Wednesday, August 14, 2019

The Economist

 The Economist 

I am sitting across from Nils. Axel is on his left.* It’s another hot day. The fluorescent lights inside are trembling against the sun banging on the window. “Fern” brings our coffee. She looks at us one by one, more than usually confused, hesitating as to which cup to give to which though we’ve all ordered the same thing and the cups are identical.
     Then, Axel is wondering aloud how much to tip her. He’s paying for everyone.
     Then, Nils starts in on an article he read in The New York Times Magazine or somewhere like it about the woes of a Harvard professor or an op-ed writer for The Washington Post or a “senior fellow” at the Brookings Institution, who has been caught up through no fault of his own, “meaning because he’s clueless,” Nils barks like a large dog. Something odd, terrible, and more than slightly icky has gotten hold of the poor naïf while his more practical wife and children are spending their usual July and August in France. (Twice a month he flies to spend the weekends with them).
     It’s at this point I seem to have lost track of the story, watching Nils’ mouth. My senses seldom act in concert, to reinforce one another. Especially I can’t see and hear the same thing at the same time. So, I’ll close my eyes when I want to really listen to a song or to follow a piece of hectoring on the radio or at Corner Coffee. I’ll turn off the radio in the car when I’m looking for a turn.

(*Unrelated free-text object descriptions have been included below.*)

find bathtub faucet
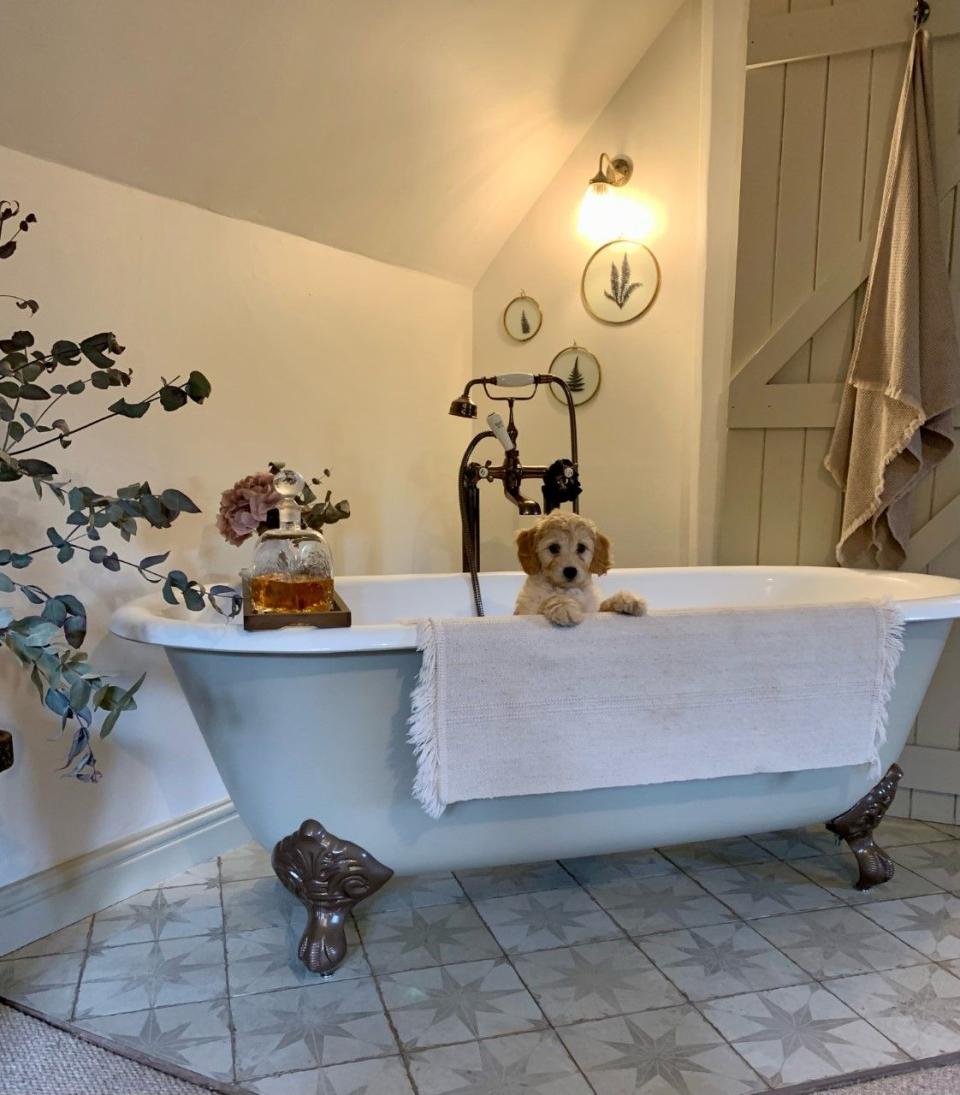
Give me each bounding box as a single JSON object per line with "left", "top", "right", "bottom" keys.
{"left": 449, "top": 373, "right": 580, "bottom": 612}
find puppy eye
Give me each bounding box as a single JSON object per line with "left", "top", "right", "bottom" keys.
{"left": 547, "top": 543, "right": 561, "bottom": 555}
{"left": 576, "top": 543, "right": 587, "bottom": 555}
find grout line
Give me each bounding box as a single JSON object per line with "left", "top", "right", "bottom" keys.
{"left": 66, "top": 912, "right": 96, "bottom": 1022}
{"left": 215, "top": 855, "right": 240, "bottom": 1086}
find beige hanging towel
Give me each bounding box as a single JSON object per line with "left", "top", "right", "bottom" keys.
{"left": 825, "top": 29, "right": 960, "bottom": 570}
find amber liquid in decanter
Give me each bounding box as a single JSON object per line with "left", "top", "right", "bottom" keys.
{"left": 248, "top": 574, "right": 334, "bottom": 614}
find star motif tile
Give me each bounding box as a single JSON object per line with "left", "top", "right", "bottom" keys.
{"left": 379, "top": 957, "right": 544, "bottom": 1049}
{"left": 691, "top": 861, "right": 841, "bottom": 919}
{"left": 90, "top": 886, "right": 223, "bottom": 948}
{"left": 75, "top": 998, "right": 234, "bottom": 1081}
{"left": 232, "top": 976, "right": 397, "bottom": 1080}
{"left": 751, "top": 906, "right": 927, "bottom": 977}
{"left": 158, "top": 856, "right": 220, "bottom": 890}
{"left": 749, "top": 827, "right": 843, "bottom": 861}
{"left": 702, "top": 983, "right": 906, "bottom": 1086}
{"left": 512, "top": 939, "right": 684, "bottom": 1025}
{"left": 0, "top": 951, "right": 84, "bottom": 1020}
{"left": 791, "top": 853, "right": 942, "bottom": 905}
{"left": 661, "top": 837, "right": 773, "bottom": 872}
{"left": 474, "top": 887, "right": 621, "bottom": 954}
{"left": 409, "top": 1030, "right": 593, "bottom": 1095}
{"left": 825, "top": 963, "right": 960, "bottom": 1058}
{"left": 891, "top": 842, "right": 960, "bottom": 891}
{"left": 587, "top": 872, "right": 735, "bottom": 936}
{"left": 558, "top": 1004, "right": 763, "bottom": 1095}
{"left": 560, "top": 850, "right": 678, "bottom": 886}
{"left": 1, "top": 917, "right": 91, "bottom": 960}
{"left": 876, "top": 818, "right": 952, "bottom": 847}
{"left": 227, "top": 921, "right": 366, "bottom": 995}
{"left": 638, "top": 921, "right": 808, "bottom": 1001}
{"left": 364, "top": 872, "right": 465, "bottom": 913}
{"left": 355, "top": 901, "right": 502, "bottom": 975}
{"left": 222, "top": 876, "right": 304, "bottom": 934}
{"left": 858, "top": 894, "right": 960, "bottom": 960}
{"left": 455, "top": 861, "right": 578, "bottom": 900}
{"left": 76, "top": 934, "right": 227, "bottom": 1018}
{"left": 246, "top": 1056, "right": 414, "bottom": 1095}
{"left": 219, "top": 841, "right": 275, "bottom": 883}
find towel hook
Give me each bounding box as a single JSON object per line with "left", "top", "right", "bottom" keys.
{"left": 914, "top": 0, "right": 930, "bottom": 27}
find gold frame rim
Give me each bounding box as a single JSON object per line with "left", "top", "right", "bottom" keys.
{"left": 580, "top": 239, "right": 661, "bottom": 325}
{"left": 502, "top": 294, "right": 543, "bottom": 342}
{"left": 547, "top": 344, "right": 601, "bottom": 407}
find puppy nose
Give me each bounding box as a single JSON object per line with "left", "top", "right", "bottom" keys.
{"left": 562, "top": 566, "right": 578, "bottom": 581}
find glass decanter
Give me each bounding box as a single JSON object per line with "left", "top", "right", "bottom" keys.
{"left": 246, "top": 469, "right": 334, "bottom": 614}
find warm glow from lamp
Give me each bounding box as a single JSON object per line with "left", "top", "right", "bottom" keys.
{"left": 577, "top": 153, "right": 656, "bottom": 244}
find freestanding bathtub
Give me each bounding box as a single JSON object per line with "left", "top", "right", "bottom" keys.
{"left": 113, "top": 566, "right": 960, "bottom": 972}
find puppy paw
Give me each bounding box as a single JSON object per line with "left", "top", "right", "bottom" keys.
{"left": 542, "top": 594, "right": 585, "bottom": 627}
{"left": 599, "top": 592, "right": 647, "bottom": 617}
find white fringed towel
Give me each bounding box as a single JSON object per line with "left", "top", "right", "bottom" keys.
{"left": 408, "top": 602, "right": 904, "bottom": 818}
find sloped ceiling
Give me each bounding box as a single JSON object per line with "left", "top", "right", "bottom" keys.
{"left": 0, "top": 0, "right": 683, "bottom": 284}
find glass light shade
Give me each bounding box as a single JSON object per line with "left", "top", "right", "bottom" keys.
{"left": 578, "top": 181, "right": 657, "bottom": 245}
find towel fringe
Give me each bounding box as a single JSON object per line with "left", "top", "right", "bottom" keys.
{"left": 407, "top": 619, "right": 446, "bottom": 818}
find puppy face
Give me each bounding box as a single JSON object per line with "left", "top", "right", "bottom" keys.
{"left": 516, "top": 513, "right": 611, "bottom": 587}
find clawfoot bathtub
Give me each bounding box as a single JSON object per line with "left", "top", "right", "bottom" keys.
{"left": 113, "top": 566, "right": 960, "bottom": 973}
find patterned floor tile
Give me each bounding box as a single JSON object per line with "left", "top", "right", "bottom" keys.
{"left": 223, "top": 876, "right": 308, "bottom": 934}
{"left": 0, "top": 951, "right": 84, "bottom": 1020}
{"left": 877, "top": 818, "right": 953, "bottom": 847}
{"left": 749, "top": 826, "right": 843, "bottom": 861}
{"left": 356, "top": 902, "right": 502, "bottom": 975}
{"left": 227, "top": 922, "right": 367, "bottom": 994}
{"left": 246, "top": 1056, "right": 414, "bottom": 1095}
{"left": 474, "top": 887, "right": 621, "bottom": 954}
{"left": 232, "top": 976, "right": 396, "bottom": 1080}
{"left": 638, "top": 921, "right": 808, "bottom": 1001}
{"left": 158, "top": 857, "right": 220, "bottom": 890}
{"left": 455, "top": 861, "right": 578, "bottom": 900}
{"left": 692, "top": 861, "right": 841, "bottom": 919}
{"left": 890, "top": 842, "right": 960, "bottom": 890}
{"left": 219, "top": 841, "right": 274, "bottom": 883}
{"left": 558, "top": 1004, "right": 763, "bottom": 1094}
{"left": 825, "top": 962, "right": 960, "bottom": 1058}
{"left": 927, "top": 821, "right": 960, "bottom": 838}
{"left": 791, "top": 853, "right": 943, "bottom": 905}
{"left": 752, "top": 906, "right": 927, "bottom": 977}
{"left": 379, "top": 957, "right": 545, "bottom": 1049}
{"left": 364, "top": 872, "right": 465, "bottom": 913}
{"left": 409, "top": 1030, "right": 592, "bottom": 1095}
{"left": 512, "top": 939, "right": 684, "bottom": 1025}
{"left": 588, "top": 873, "right": 736, "bottom": 937}
{"left": 90, "top": 886, "right": 223, "bottom": 948}
{"left": 1, "top": 917, "right": 91, "bottom": 960}
{"left": 560, "top": 850, "right": 677, "bottom": 886}
{"left": 76, "top": 934, "right": 227, "bottom": 1018}
{"left": 661, "top": 837, "right": 773, "bottom": 872}
{"left": 75, "top": 998, "right": 234, "bottom": 1081}
{"left": 858, "top": 893, "right": 960, "bottom": 961}
{"left": 701, "top": 983, "right": 907, "bottom": 1087}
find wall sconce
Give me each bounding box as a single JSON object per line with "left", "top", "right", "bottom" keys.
{"left": 578, "top": 153, "right": 634, "bottom": 243}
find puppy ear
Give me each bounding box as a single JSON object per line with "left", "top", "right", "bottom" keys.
{"left": 516, "top": 528, "right": 541, "bottom": 575}
{"left": 590, "top": 533, "right": 612, "bottom": 575}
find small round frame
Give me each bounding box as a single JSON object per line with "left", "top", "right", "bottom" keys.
{"left": 548, "top": 344, "right": 601, "bottom": 407}
{"left": 581, "top": 239, "right": 660, "bottom": 325}
{"left": 502, "top": 293, "right": 543, "bottom": 342}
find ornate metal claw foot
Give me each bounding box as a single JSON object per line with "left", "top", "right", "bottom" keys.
{"left": 272, "top": 820, "right": 393, "bottom": 974}
{"left": 826, "top": 764, "right": 903, "bottom": 891}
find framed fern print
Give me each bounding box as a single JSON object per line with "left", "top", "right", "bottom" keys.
{"left": 548, "top": 344, "right": 601, "bottom": 407}
{"left": 581, "top": 239, "right": 659, "bottom": 324}
{"left": 502, "top": 293, "right": 542, "bottom": 342}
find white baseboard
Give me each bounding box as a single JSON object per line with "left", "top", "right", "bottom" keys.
{"left": 0, "top": 800, "right": 248, "bottom": 956}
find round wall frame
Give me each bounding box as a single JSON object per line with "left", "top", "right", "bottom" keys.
{"left": 502, "top": 293, "right": 543, "bottom": 342}
{"left": 548, "top": 344, "right": 601, "bottom": 407}
{"left": 581, "top": 239, "right": 660, "bottom": 325}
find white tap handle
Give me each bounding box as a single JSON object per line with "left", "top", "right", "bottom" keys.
{"left": 492, "top": 373, "right": 537, "bottom": 387}
{"left": 486, "top": 412, "right": 515, "bottom": 452}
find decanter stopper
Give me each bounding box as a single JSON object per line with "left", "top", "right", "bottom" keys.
{"left": 274, "top": 468, "right": 305, "bottom": 529}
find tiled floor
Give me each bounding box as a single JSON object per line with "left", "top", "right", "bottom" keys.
{"left": 7, "top": 820, "right": 960, "bottom": 1093}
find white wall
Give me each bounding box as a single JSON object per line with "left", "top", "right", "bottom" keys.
{"left": 0, "top": 146, "right": 471, "bottom": 887}
{"left": 472, "top": 0, "right": 710, "bottom": 571}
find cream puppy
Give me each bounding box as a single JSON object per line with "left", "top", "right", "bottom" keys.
{"left": 513, "top": 512, "right": 646, "bottom": 627}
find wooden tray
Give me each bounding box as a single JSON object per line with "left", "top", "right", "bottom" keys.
{"left": 243, "top": 591, "right": 352, "bottom": 632}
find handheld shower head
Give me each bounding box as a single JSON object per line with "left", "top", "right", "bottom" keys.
{"left": 448, "top": 393, "right": 477, "bottom": 418}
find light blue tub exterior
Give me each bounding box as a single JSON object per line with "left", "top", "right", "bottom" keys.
{"left": 113, "top": 567, "right": 960, "bottom": 874}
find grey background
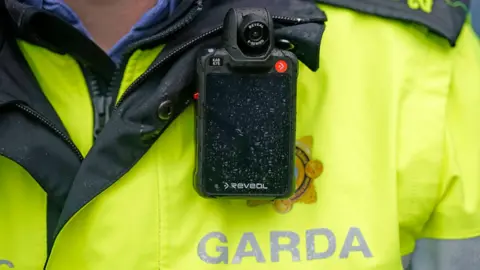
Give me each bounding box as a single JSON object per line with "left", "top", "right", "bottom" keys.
{"left": 472, "top": 0, "right": 480, "bottom": 35}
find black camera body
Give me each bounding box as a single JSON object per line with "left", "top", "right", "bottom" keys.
{"left": 194, "top": 8, "right": 298, "bottom": 199}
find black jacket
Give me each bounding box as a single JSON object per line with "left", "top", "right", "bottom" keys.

that jackass Paul Klugmanas a fair-haired child
by m ball
I look down into my coffee cup, and I hear: “That jackass Paul Krugman,” Nils is saying.
     It wasn’t Klugman this icky thing had happened to, and I realize the story is over; we’ve advanced to the moral. There’s a dull clatter of porcelain: someone’s dropped something in the kitchen but hasn’t broken. I’m thinking how hot the days are: “The sun pounding at the window is all fire, nothing else,” I’m thinking, “and we’re falling into it as fast as it’s rising to meet us.” I know it’s not true, and I hear again: “That jackass Paul Krugman,” Nils repeats, “wants to say that it isn’t that ‘the rich are different from you and me’ but that the superrich are different from all of us. How can someone so damn smart miss that the ‘merely rich,’ his buddies in high-level academics, the press, the think tanks, etc., are different from you and me? Widely. Wildly. The op-ed writers, Yale profs, and the opinion-makers that have more than more than more than enough so they’re flying back and forth to France to visit their all-summer-holidaying families on the weekend, while at home with the couple staying for the weekend their dogs are eating better and sleeping in more comfortable beds - they’re getting better health care than our friend Fern. Those that want to tell ‘you and me’ how to think have no earthly fucking idea about how we live.
     “‘We’re not the superrich,’ they protest because they want us to think they know us. How she lives,” Nils barks again, looking around the room to find Fern, so he could get a better look at her himself.

“What does she know about them?” Axel asked. He didn’t mean to be snide, I’m pretty sure, but to insert a bit of whimsy into the conversation. But tirade doesn’t understand whimsy; it is offended.
     “Axel,” Nils comes back. He is addressing me, not his brother. “Not even Axel goes in for that kind of gold-dusted bullshit, running off to Turin for three weeks’ vacation, off to Uppsala for study leave.
     “And he’s richer than any of us. Not only doesn’t he do it, he doesn’t even dream about it.”

I look up again. Axel shakes his head. But I’m not sure I believe him. It’s not the first time I’ve heard he has hidden “resources.”
     I’d even asked a mutual friend about it once, how much Axel “had,” I think was the word I used. “Not all that much,” the friend said. “But he’s richer than he wants to be.”
     “I don’t know what that means,” I’d said.
     “It means he’s got more than he needs - quite a bit more - at least, he thinks so,  and he feels guilty about it. He’d give it away if he could, all of it. He gives away a lot as it is. But at some point, he thinks, ‘Something might happen, and I’ll need at least this much.’ Then, he realizes almost immediately that ‘this much’ is more than he really needs. But he’s settled on it. So, he keeps that much, and he feels guilty.
     “He shouldn’t, but he does,” the friend had said. “He’s a Lutheran pastor,” he said in a there’s-the-explanation tone.

I can’t remember where we were when we’d had that conversation. It wasn’t in a coffee shop. No, we’d been walking somewhere, I do remember that, so I could listen to what he was saying because I was watching my feet on the sidewalk.